What are interpreters?

A

Interpreted languages are read and then executed directly, with no compilation stage. A program called an interpreter reads each program line, converts it to machine code, and executes it; the machine code is then discarded, to be interpreted anew if the line is executed again. Examples of interpreted languages are Python and JavaScript.

29
Q

Advantage + Disadvantage of interpreted languages

A

The advantage of an interpreted language is that if the code has any syntax errors, it will still run up till the line of code with the error. The disadvantage is that each time you need to run the program it must be re-interpreted line by line and then executed slowing down the process.

30
Q

What is machine code generation?

A

Some compilers compile source code directly into machine code by creating a new file called the object code. The object code is machine-dependent meaning that the compiled program can only be executed on a machine for which it has been compiled. For example, Delphi is compiled into an .exe file which can only be run on Windows based operating systems.

31
Q

What is intermediate representations?

A

This process occurs in two steps: the language is first compiled to an intermediate representation called a bytecode and then secondly the representation can be executed without the need to re-read the source file.
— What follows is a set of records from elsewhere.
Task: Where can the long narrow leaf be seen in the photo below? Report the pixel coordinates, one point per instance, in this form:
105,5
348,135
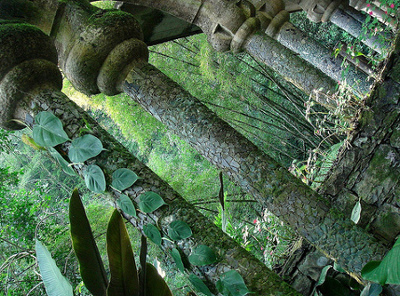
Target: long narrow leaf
55,283
90,263
124,277
143,256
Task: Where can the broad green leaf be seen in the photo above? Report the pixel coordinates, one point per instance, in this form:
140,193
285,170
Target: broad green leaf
177,258
338,268
150,201
202,255
152,233
55,283
124,277
90,264
123,178
386,271
371,290
178,230
48,130
84,148
126,205
356,213
94,178
199,285
155,284
333,287
231,283
322,276
62,162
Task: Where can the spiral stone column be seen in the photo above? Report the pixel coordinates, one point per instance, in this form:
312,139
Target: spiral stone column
327,10
30,82
374,11
273,186
279,28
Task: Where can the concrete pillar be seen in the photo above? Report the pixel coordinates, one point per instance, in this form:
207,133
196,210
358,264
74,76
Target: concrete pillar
311,50
375,11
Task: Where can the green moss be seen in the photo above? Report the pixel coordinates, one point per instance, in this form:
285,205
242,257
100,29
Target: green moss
110,17
336,214
84,4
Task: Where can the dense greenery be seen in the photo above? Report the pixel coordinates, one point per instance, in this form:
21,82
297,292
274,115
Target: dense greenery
270,112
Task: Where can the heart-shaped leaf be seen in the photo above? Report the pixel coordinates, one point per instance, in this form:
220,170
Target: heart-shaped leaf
90,264
124,277
84,148
48,130
123,178
202,255
150,201
62,162
152,233
126,205
322,276
356,213
178,230
386,271
199,285
231,283
178,259
55,283
371,290
94,178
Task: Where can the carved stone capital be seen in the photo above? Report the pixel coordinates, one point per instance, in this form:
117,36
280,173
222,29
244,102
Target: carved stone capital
28,62
95,46
319,10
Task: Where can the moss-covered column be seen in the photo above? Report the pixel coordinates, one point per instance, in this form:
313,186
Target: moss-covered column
270,184
324,11
31,83
255,172
230,24
374,11
352,26
321,57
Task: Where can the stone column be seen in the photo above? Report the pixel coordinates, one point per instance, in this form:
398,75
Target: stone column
310,50
272,185
327,10
346,22
30,82
374,11
228,26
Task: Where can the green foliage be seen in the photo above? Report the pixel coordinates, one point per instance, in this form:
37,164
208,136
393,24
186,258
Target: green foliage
371,290
231,284
202,255
152,233
126,205
91,265
94,178
150,201
61,161
56,284
83,148
199,285
123,178
386,271
155,285
178,259
178,230
356,212
124,277
48,130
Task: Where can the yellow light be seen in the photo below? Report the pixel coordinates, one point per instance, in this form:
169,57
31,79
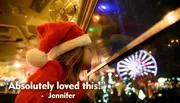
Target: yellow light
172,41
17,65
96,18
177,40
172,16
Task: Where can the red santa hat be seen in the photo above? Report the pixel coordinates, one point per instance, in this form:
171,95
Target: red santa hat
56,39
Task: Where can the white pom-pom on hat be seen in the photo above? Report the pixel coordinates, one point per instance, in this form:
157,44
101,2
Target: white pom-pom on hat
36,58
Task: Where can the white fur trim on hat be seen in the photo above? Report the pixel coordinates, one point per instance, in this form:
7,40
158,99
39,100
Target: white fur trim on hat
69,45
36,58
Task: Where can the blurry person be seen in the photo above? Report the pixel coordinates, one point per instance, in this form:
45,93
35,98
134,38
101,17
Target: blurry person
61,56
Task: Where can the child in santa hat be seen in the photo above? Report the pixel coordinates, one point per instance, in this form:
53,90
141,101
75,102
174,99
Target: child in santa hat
61,56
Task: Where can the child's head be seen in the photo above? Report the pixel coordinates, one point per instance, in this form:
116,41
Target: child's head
64,41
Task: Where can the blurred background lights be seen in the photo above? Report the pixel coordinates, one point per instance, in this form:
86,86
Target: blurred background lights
96,18
172,41
169,45
17,65
91,29
172,17
141,95
177,40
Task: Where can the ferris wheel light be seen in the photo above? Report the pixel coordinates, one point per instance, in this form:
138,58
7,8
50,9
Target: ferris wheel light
17,65
141,63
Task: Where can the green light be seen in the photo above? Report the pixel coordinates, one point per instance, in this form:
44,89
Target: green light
91,29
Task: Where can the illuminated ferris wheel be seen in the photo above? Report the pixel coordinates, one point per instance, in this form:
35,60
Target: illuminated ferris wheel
138,64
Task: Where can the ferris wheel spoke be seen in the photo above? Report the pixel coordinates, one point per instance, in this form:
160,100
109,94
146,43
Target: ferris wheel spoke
123,70
133,58
140,63
127,60
149,63
151,67
146,60
140,55
131,76
144,56
123,62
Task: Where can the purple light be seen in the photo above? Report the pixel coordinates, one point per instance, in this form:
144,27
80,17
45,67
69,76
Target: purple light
103,7
138,64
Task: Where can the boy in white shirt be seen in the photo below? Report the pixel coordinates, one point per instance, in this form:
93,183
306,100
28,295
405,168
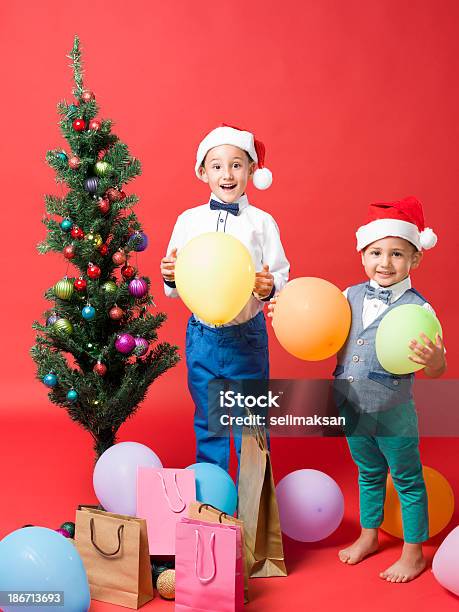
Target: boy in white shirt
226,161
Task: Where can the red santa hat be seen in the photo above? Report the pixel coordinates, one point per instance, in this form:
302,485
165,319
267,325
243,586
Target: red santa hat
226,134
403,219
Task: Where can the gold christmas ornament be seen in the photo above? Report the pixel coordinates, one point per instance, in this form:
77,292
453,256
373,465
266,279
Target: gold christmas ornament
166,584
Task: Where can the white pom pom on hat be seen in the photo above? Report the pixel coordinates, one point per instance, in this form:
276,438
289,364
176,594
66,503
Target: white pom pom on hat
227,134
403,219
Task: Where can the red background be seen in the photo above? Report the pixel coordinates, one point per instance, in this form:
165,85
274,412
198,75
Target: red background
356,101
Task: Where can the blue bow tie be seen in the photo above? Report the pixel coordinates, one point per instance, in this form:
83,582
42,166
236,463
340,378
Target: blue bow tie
231,208
373,293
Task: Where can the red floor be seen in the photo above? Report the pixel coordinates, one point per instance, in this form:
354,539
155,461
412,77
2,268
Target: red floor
47,467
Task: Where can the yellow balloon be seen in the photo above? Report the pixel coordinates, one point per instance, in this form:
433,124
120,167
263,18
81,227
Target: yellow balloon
440,498
215,276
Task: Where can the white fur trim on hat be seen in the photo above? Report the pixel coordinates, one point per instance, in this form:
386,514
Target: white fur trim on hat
225,135
381,228
262,178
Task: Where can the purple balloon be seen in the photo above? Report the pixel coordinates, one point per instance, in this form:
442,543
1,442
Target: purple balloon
138,287
446,562
125,344
141,346
311,505
115,475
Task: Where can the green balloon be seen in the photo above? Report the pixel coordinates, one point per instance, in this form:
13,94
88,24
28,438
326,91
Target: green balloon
397,329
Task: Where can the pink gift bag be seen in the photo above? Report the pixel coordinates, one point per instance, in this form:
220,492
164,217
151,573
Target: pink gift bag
209,573
163,497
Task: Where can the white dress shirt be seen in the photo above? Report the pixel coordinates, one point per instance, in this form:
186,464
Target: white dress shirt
255,228
372,308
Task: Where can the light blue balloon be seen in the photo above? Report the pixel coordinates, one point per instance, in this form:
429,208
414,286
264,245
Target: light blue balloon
214,486
40,559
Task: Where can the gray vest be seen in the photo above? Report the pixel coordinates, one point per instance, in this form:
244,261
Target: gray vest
359,377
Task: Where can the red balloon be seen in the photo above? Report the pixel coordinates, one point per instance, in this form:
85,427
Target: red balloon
79,125
127,271
100,369
69,252
80,284
93,271
94,125
103,205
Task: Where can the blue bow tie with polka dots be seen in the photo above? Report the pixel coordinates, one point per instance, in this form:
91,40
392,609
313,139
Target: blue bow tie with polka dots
373,293
231,208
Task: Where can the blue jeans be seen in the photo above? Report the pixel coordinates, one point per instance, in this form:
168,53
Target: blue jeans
233,352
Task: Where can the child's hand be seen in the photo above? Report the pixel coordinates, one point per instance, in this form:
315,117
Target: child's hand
430,355
264,282
168,265
272,305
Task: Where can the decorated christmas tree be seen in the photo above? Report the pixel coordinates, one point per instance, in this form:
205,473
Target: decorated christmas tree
97,351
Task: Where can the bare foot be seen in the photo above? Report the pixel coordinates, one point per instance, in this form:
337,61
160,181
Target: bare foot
408,567
365,545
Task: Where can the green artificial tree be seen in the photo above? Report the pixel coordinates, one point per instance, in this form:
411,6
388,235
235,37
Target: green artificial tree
98,351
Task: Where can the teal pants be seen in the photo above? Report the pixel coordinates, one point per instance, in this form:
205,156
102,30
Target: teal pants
383,441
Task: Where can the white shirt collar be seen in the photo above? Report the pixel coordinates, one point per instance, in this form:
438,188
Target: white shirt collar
243,201
397,290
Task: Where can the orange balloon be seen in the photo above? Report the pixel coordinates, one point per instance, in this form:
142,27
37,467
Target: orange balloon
440,498
312,318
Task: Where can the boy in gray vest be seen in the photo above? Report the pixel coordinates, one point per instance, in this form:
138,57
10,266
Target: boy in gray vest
381,422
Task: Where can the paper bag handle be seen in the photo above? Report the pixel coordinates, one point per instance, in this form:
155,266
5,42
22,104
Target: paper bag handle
93,540
183,506
217,509
212,546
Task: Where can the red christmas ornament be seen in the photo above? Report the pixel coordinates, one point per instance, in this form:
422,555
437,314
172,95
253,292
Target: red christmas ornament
80,284
94,125
87,96
103,205
79,125
93,271
74,162
100,368
119,258
113,194
128,272
115,313
77,233
69,251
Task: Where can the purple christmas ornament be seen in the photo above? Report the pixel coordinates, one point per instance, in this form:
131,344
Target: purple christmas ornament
141,346
138,287
125,344
139,241
52,319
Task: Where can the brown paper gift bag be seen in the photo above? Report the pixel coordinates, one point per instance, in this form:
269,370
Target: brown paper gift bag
257,507
114,550
206,512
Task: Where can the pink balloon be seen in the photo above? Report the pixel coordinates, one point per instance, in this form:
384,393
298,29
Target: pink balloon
445,563
311,505
115,475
The bytecode must then be interpreted or further compiled to execute it. For example, Java source code is compiled into a byte code file with the extension .class. This file is then interpreted using the Java Virtual Machine.

32
Q

What is Machine Cycle?

A

Most programmers develop code using high-level languages like Java, C++, Ruby, BASIC or Python. High-level languages need to be translated using a compiler or interpreter into a binary code before the CPU can execute them.

33
Q

4 stages of processing

A
  • FETCH a program instruction from memory (RAM or cache)
  • DECODE (understand) the instruction (using the CPU’s instruction set)
  • EXECUTE the instruction, using data, if necessary
  • STORE the result obtained back in the main memory or send to an output device.